Every other open agent generates and hopes. **Anvil generates, runs, checks, and fixes** — because it was trained on 210,000 examples of real agents doing exactly that.

This isn't prompt engineering. This is **behavior engineering**.

---

## Why Anvil?

| Other Agents | Anvil |
|---|---|
| Generate code and hope it works | Generate code, then **verify it works** |
| No error recovery | **Self-healing** with 3 retry attempts |
| One-shot output | **Iterative** Plan→Execute→Verify→Recover loop |
| No cost awareness | **Token tracking + model routing** for cost optimization |
| Black box | **Full session tracking**, verify reports, telemetry |
| Requires expensive API | Runs **fully local** with ShellWhisperer (1.5B) |

## The Verification Loop

```
   ┌──────┐     ┌──────┐     ┌──────┐     ┌──────┐
   │ PLAN │────▶│ EXEC │────▶│VERIFY│────▶│ DONE │
   └──────┘     └──────┘     └──┬───┘     └──────┘
                                 │ Fail
                                 ▼
                            ┌──────┐
                            │RECOVR│────▶ back to EXEC
                            └──────┘
```

Anvil doesn't just write code. It **verifies** every change:

1. **Syntax check** — Does the code parse?
2. **Test run** — Do the tests pass?
3. **Lint check** — Is the code clean?
4. **Import check** — Are dependencies valid?
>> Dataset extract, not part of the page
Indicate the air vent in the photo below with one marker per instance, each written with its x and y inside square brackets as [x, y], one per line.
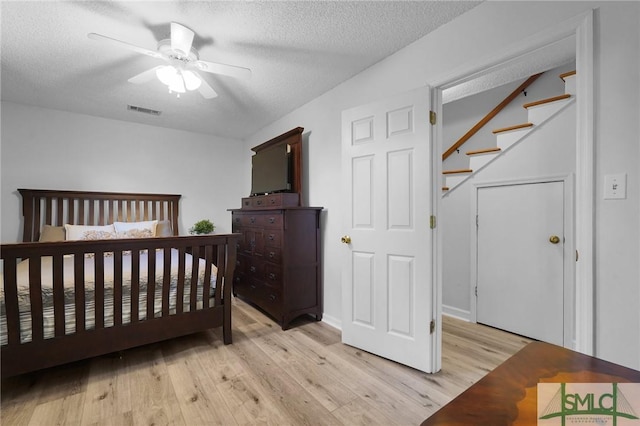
[143, 110]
If verification fails, Anvil **diagnoses the error, generates a fix, and re-verifies**. Up to 3 retry cycles. This isn't optional — it's the core loop.

## Quick Start

```bash
pip install anvil-agent

# Run with local model (ollama)
anvil run "Add error handling to main.py"

# Run with API model
anvil run -m gpt-4o "Refactor the auth module"

# Interactive chat with verification
anvil chat

# Verify existing code
anvil verify src/

# Start as persistent daemon
anvil daemon --port 8765

# List past sessions
anvil sessions
```

## The Name

**Anvil** — where code gets forged, hammered, and tested until it holds.

Every blacksmith knows: you don't just shape metal on the anvil. You **test** it. You strike it, check it, and if it's not right, you heat it again and hammer it until it is. That's what this agent does with code.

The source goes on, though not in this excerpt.